Depuis quelques jours, l’annonce de la visite du Président français Emmanuel Macron au Cameroun les 25 et 26 juillet prochains est officielle.
Pour les personnes qui espèrent un retour effectif des biens patrimoniaux camerounais spoliés et dispersés à travers le monde (y compris en France), cette visite peut-elle être significative ? La réponse est évidente : oui, si le séjour d’Emmanuel Macron à Yaoundé permet une avancée significative du processus de rapatriement des objets pillés.
L’opinion nationale serait alors édifiée sur les derniers développements du dossier pour ce qui est des deux pays en présence. Par ailleurs, pourquoi l’occasion de la visite ne permettrait-elle pas un rapatriement effectif de quelques objets de culte ou des trésors royaux en guise de preuve d’actions tangibles ?
Acter L’ancienneté Des Réclamations De Restitution Des Objets Pillés
Il est inexact de croire ou de prétendre que les réclamations sur le retour des artefacts africains en errance à travers le monde sont récentes. Cela relève d’une méconnaissance du sujet ou de la mauvaise foi.
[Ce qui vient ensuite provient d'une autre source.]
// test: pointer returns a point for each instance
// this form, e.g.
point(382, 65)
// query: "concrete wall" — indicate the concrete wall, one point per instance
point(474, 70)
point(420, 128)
De même, il n’est pas vrai que les débats sur la thématique du rapatriement du patrimoine viennent des initiatives prises en dehors de l’Afrique.
De la même manière que les chefs locaux et les populations dans leur immense majorité ont résisté aux envahisseurs au moment des confrontations historiques, de nombreuses forces et des parties prenantes n’ont eu de cesse de réclamer le retour des objets qui avaient été enlevés ou emportés par la ruse. De fait, ces requêtes ont débuté aussitôt que les objets sont partis vers d’autres horizons.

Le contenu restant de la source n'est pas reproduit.